Fresh Appeal for Long-Serving Vietnamese Political Prisoner’s Release

Nguyen Huu Cau in a cell phone photo taken at the Xuan Loc prison in Dong Nai on June 4, 2013 by his granddaughter Tran Phan Yen Nhi during her first meeting with him. Photo courtesy of Tran Phan Yen Nhi's family

Nguyen Huu Cau in a cell phone photo taken at the Xuan Loc prison in Dong Nai on June 4, 2013 by his granddaughter Tran Phan Yen Nhi during her first meeting with him.
Photo courtesy of Tran Phan Yen Nhi’s family

2013-07-16 | Reported by An Nguyen for RFA’s Vietnamese Service. Written in English by Rachel Vandenbrink. 

The son of one of Vietnam’s longest-serving political prisoners, Nguyen Huu Cau, who is in weak health, has warned that his father could die in prison as a new petition was sent to President Truong San seeking his freedom.

“He will not be able to live much longer in prison,” Tran Ngoc Bich told RFA’s Vietnamese Service as the medical condition of Cau, 67, who is serving a life sentence for “sabotage” over his writings, deteriorated.

An undated photo of Nguyen Huu Cau's granddaughter Tran Phan Yen Nhi. Photo courtesy of Tran Phan Yen Nhi's family.

An undated photo of Nguyen Huu Cau’s granddaughter Tran Phan Yen Nhi. Photo courtesy of Tran Phan Yen Nhi’s family.

Cau, who is at the ZA30 Xuan Loc prison in southern Vietnam’s Dong Nai province, has lost most of his vision and hearing, has heart trouble, has lost all but one of his teeth, suffers from gastritis, and faints frequently, according to relatives who have visited him at the facility.

Relatives have said his condition is the result of harsh detention conditions over his more than 30 years in prison and raised concerns about inadequate medical care at Xuan Loc, which is one of the country’s main facilities for political prisoners. 

Bich’s daughter, 14-year-old Tran Phan Yen Nhi, wrote a petition to President Truong San calling for her grandfather’s release after meeting him for the first time when her family visited him at the prison on June 4.  Some 500 petitions have been sent to the authorities so far seeking Cau’s release.

“Our brief, 30-minute meeting was not enough for me to understand what he has endured over the past 37 years in prison,” she said of their meeting in the letter addressed to Truong San and posted online this month.

She asked to be granted the wish of “being reunited with my grandfather in the near future.”

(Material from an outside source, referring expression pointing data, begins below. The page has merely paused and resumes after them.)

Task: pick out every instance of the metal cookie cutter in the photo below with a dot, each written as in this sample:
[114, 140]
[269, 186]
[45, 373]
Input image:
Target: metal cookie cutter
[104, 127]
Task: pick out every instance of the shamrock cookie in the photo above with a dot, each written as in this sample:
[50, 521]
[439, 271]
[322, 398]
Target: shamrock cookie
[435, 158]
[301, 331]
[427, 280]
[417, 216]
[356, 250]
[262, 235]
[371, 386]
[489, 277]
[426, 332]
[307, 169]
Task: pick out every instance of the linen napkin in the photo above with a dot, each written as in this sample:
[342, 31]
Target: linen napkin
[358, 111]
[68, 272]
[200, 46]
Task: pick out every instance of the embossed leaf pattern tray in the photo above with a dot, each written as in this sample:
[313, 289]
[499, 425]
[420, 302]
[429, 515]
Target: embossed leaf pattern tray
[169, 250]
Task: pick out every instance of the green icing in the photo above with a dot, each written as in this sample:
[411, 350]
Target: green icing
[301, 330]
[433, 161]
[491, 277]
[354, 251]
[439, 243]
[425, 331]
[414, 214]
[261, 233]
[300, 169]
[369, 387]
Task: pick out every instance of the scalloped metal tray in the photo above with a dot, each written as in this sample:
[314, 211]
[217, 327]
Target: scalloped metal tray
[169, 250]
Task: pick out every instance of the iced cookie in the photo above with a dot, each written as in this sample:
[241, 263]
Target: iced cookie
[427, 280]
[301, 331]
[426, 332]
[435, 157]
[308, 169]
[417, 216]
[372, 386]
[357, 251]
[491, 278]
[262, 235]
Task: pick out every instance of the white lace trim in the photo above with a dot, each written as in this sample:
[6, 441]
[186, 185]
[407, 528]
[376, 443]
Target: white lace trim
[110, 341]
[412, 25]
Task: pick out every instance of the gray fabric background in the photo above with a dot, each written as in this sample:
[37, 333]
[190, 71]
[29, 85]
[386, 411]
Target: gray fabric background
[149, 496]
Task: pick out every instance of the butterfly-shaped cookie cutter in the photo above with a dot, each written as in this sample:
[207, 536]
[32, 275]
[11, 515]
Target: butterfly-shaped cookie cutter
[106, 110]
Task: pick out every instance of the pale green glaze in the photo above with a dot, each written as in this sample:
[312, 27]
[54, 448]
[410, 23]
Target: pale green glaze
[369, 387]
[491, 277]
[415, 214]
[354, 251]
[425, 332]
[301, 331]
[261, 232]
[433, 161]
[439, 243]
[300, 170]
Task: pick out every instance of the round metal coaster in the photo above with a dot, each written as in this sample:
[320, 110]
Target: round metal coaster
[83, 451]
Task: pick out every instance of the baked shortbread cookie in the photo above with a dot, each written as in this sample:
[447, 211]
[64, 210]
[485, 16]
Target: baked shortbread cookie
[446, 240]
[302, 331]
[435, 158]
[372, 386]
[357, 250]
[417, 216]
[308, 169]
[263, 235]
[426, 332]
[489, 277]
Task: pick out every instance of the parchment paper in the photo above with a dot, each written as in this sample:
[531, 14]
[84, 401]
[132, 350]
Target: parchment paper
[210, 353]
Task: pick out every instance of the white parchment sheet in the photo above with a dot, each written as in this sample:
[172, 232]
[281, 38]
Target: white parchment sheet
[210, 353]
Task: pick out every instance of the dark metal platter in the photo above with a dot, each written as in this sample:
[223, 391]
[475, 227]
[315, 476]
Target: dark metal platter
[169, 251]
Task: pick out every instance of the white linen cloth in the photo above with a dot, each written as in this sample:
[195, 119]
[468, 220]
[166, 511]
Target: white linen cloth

She added that her family and supporters had waited in vain for responses to hundreds of petitions to the authorities over Cau’s case over the years and requested that her letter “not be trashed like the other 500.”

‘Grave concerns’

Cau, a poet and musician who was once a soldier in the South Vietnamese army, has been imprisoned since 1982, and before that spent five years in a re-education through labor camp.

He was sentenced to death in 1983 over an “incriminating” manuscript of songs and poems that implicated members of the ruling Communist Party in corruption and his case has prompted international attention and calls for his release.

Earlier this month, English PEN, the U.K. branch of a writers’ association that advocates for freedom of expression worldwide, issued a call to action urging Cau’s “immediate and unconditional release on humanitarian grounds.”

“There are grave concerns that Nguyen Huu Cau, who has already been separated from his family for more than three decades, may die in prison,” the group said.

The group’s global wing, PEN International, said in March that it was “seriously concerned” about Cau’s health and that he was being denied adequate medical care in prison.

‘Very sick’

Relatives say Cau’s condition has worsened in recent months after he had already been in poor health for years.

Dissident journalist Truong Minh Duc, who spent two years in the same prison as Cau between 2008 and 2010, said that during that time the poet had been “very sick.”

“He was in prison for too long, and he has a lot of serious illnesses,” he said in an interview with RFA.

Duc added that if Cau does die at Xuan Loc he will not be the first dissident to perish in the prison, which is known by rights groups for its harsh regimes for political prisoners and last month was the site of a riot by inmates demanding better conditions.

Duc added that Cau had been kept separately from other political inmates, and that he had heard from other prisoners that Cau had at one time been held in solitary confinement.

“One man said Cau was kept in a separate area and no one could talk to him,” he said.